For per capita income (PCI) data, I downloaded a .csv file from the U.S. Census Bureau containing the most recent PCI data for each Massachusetts county. After putting that data into its own DataFrame, I converted the data types for the income amounts from objects to integers, and then joined that DataFrame with the previous one to produce my final, compiled DataFrame containing county indices with restaurant count and PCI per county. I calculated a correlation coefficient and produced visualizations of all significant findings, as explained below.

## Results
I distilled 234 unique McDonald's locations in Massachusetts. Furthermore, Middlesex County has the most McDonald’s in the state at 41, or 17.5% of all McDonald’s in the state, followed by Worcester with 30 locations, or 12.8% of locations in the state. Nantucket and Dukes Counties have the fewest locations, at zero.
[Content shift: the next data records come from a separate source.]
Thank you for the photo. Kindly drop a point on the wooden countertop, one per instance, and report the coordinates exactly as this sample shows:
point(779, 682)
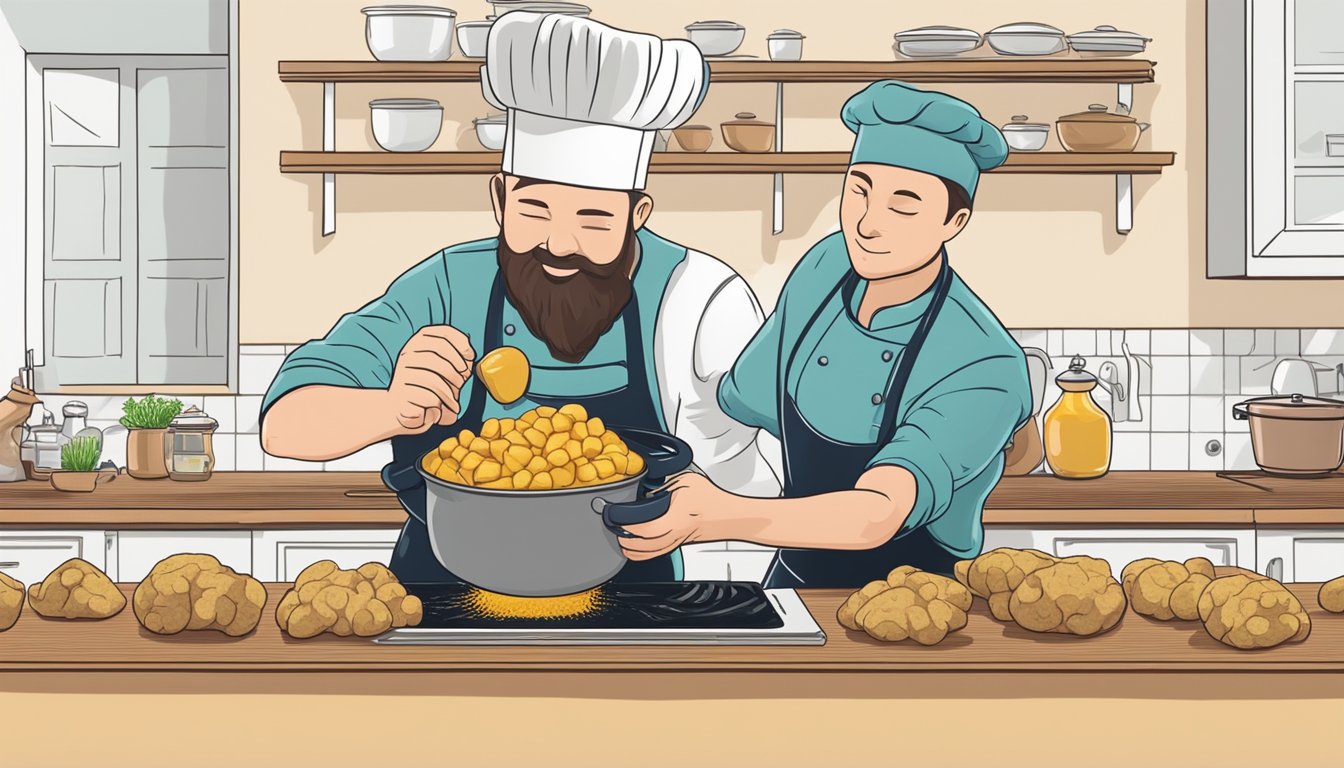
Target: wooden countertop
point(359, 499)
point(984, 644)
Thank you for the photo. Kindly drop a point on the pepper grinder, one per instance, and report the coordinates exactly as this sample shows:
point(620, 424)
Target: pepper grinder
point(1078, 432)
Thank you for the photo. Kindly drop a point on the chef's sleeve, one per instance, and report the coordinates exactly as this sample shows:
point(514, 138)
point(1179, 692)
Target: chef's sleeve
point(956, 429)
point(750, 392)
point(723, 447)
point(362, 347)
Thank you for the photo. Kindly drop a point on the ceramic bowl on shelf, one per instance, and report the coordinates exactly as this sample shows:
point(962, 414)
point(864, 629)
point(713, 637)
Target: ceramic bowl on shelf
point(409, 32)
point(785, 45)
point(491, 131)
point(717, 38)
point(472, 38)
point(694, 137)
point(406, 124)
point(746, 133)
point(1023, 136)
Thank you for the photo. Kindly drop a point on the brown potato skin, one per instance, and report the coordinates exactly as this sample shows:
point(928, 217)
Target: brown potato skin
point(1075, 596)
point(198, 592)
point(366, 601)
point(75, 589)
point(1332, 595)
point(1250, 611)
point(11, 601)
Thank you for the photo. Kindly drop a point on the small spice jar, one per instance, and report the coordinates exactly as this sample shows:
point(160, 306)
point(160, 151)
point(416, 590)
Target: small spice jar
point(188, 445)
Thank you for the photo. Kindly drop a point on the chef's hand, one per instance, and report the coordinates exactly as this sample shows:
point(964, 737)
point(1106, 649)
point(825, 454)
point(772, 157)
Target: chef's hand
point(687, 521)
point(428, 381)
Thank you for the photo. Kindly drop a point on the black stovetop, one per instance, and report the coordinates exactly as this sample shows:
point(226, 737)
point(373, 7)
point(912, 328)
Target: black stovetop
point(667, 605)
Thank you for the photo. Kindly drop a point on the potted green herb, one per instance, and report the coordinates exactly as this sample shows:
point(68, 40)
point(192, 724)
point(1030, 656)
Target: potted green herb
point(147, 423)
point(79, 466)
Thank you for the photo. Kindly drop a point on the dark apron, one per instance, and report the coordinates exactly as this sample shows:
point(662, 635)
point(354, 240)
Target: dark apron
point(817, 464)
point(632, 405)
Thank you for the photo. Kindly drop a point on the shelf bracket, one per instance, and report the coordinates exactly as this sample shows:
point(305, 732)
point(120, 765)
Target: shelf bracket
point(777, 203)
point(328, 145)
point(1125, 97)
point(1124, 203)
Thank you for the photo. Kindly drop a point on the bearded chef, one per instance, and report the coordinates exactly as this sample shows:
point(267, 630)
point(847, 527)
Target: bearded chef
point(635, 327)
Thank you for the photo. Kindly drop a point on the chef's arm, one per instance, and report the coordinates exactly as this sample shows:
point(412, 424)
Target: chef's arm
point(303, 424)
point(864, 517)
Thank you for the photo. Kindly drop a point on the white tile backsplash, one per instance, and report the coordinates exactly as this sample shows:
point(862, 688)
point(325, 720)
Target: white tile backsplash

The percentage of McDonald’s locations in the state by county is shown in the Pandas pie chart visualization below:

![Screen Shot 2022-09-11 at 12 49 04 AM](https://user-images.githubusercontent.com/72581161/189512921-15f9edac-c6b9-4cd2-9fdb-55bf4b7deae6.png)

Complete visualization of per capita income data is shown below:

![Screen Shot 2022-09-11 at 12 50 08 AM](https://user-images.githubusercontent.com/72581161/189512941-b103d727-5f32-4fdd-bb49-bccc4a1421db.png)

The correlation coefficient for the number of McDonald’s and per capita income was .066, shown below as calculated with Pandas. Below it is a correlation regression plot visualized with the seaborn library:

![Screen Shot 2022-09-11 at 12 50 48 AM](https://user-images.githubusercontent.com/72581161/189512954-d2fc6d7f-5e3f-4a82-a1b1-80801d93cdc1.png)

## Conclusions
I conclude that in Massachusetts there is a weak positive correlation between the amount of McDonald’s restaurants in a given county and its per capita income. This cannot be considered statistically significant. When plotted the points are quite scattered, showing no accurate line of best fit. Both of my research questions were satisfied, most notably my second question – I sought to answer if the lower the per capita income the greater the amount of McDonald’s in a county, however, according to my findings this is not the case.